Despite the promise of fetal tissue grafts, some researchers, such as Dr. Charles Markham of UCLA, see it “more as a pointer to even better techniques in the future.” Ultimately, they envision the development of genetically engineered cells that can be grown in large quantities in the laboratory and programmed to produce not only larger quantities of dopamine, but also growth factors that might stimulate the repair of damaged brain cells.

Several research teams are developing such cells, but their first use in humans is probably at least two years off.

Researchers are setting their sights on other diseases as well. Madrazo has performed fetal tissue implants on two Huntington’s patients. The surgery has not reversed the disease’s symptoms, he said, but it has significantly slowed the progression of the disorder in both cases.

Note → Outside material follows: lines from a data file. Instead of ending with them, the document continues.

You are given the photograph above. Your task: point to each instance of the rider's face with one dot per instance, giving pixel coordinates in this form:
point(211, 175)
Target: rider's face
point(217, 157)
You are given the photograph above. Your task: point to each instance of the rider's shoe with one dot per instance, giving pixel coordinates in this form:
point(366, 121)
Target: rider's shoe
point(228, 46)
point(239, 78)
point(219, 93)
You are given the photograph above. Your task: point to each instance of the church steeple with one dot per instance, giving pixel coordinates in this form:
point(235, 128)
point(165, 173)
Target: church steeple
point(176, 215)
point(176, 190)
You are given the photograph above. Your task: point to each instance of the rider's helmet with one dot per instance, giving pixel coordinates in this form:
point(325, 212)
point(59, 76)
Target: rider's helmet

European researchers are also very close to using fetal tissue grafts to treat Alzheimer’s disease, possibly within the next couple of months. The widespread adoption of fetal tissue transplants for other diseases could change the face of neurosurgery, experts agree.

But for patients such as Wenc, the future has arrived. “I have a new lease on life,” she said. “It’s like being reborn.”

Treating Parknison’s

Fetal tissue transplants have reversed the most serious symptoms of Parkinson’s disease, allowing people who were wheelchair-bound and unable to take care of themselves to live more normal lives. The controversial operation has been performed on about 200 patients, including 50 in the United States.

Surgery: Parkinson’s results from the death of brain cells that secrete dopamine, a messenger that is important in controlling movements. In the surgery, dopamine-secreting cells from fetuses are inserted into the brain where cells have died. The surgery must be done very precisely, to ensure that the cells reach the proper location and to minimize damage to other brain cells.

Recovery: If the cells are injected into multiple sites, recovery can take as long as two months. Beneficial effects from surgery generally begin to appear after about three months.

Availability: The surgery is performed at only four U.S. institutions: Hospital of the Good Samaritan in Los Angeles, the University of Colorado School of Medicine, Yale University School of Medicine and the University of South Florida.

Cost: Typically, $40,000 to $50,000. It is not generally covered by insurance.